太田 内田先生、どうもありがとうございました。聞きながら、ガラス階段をつくって本当に良かったなぁ、という気持ちがこみ上げてきました。私もいろいろと調べながらこの階段の構想を練ったつもりだったのですが、まだ知らない階段がたくさん出てきて、今日、教えていただいた階段は、とても想像力を刺激してくれるものでした。

 

内田 また、階段をつくりたくなったでしょう?(笑)

 

太田 ええ、つくりたくなりました。今日、聴講なさった方々も、明日から「どういう階段をつくろうか」と思われたのではないか、そういう魅力的な階段がたくさんあったと思います。せっかくなので、改めてお尋ねしたいのですが、ガラスの階段で内田先生の印象に残っているものはありますでしょうか?

 

内田 見たことありません。
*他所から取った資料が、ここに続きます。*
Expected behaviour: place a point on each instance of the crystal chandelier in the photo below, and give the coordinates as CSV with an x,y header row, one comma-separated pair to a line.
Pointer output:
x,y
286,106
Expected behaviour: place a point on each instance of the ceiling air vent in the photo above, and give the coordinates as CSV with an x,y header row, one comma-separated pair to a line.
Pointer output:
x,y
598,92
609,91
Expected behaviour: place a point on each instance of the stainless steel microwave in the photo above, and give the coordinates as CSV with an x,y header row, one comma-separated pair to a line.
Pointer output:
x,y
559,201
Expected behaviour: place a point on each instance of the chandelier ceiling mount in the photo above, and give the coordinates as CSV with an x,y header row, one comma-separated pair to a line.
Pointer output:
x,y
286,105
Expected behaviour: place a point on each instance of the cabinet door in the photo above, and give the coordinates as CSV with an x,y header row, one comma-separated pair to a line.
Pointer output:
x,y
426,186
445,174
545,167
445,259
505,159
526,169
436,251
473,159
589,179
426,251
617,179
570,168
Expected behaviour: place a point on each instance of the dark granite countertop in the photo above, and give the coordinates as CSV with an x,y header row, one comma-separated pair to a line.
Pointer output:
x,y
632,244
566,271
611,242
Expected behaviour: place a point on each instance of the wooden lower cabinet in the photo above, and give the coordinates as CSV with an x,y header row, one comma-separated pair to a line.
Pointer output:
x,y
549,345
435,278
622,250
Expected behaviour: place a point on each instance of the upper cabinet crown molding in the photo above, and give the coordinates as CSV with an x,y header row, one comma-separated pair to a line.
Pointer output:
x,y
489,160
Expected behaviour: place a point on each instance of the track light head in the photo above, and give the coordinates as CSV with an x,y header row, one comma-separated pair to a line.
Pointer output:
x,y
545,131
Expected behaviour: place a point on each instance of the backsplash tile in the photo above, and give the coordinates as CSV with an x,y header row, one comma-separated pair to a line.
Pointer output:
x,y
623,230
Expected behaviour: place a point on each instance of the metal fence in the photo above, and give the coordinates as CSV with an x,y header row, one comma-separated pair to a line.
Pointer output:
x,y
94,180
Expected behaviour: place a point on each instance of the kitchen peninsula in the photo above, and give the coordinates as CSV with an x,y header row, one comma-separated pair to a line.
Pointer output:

今まではガラスで階段ができなかったわけですよね。強度の問題などで。

 

太田 まぁ、壁から持ち出しの階段はあるように思うのですが。

 

内田 厚いガラスを積み上げてつくるようなものはあるかもしれないけれど。

 

太田 ご紹介いただいたサーリネンの吊り階段について、あの段板は何でできているのでしょうか?

 

内田 石じゃないかね。サーリネンだからコーリアンかもしれない。

 

太田 寸法の精度もすばらしいように見えますものね。今日は名作がすごく多くて、階段学会なんてものができてもいいのではないか(笑)、と思うくらいで。
本当にありがとうございました。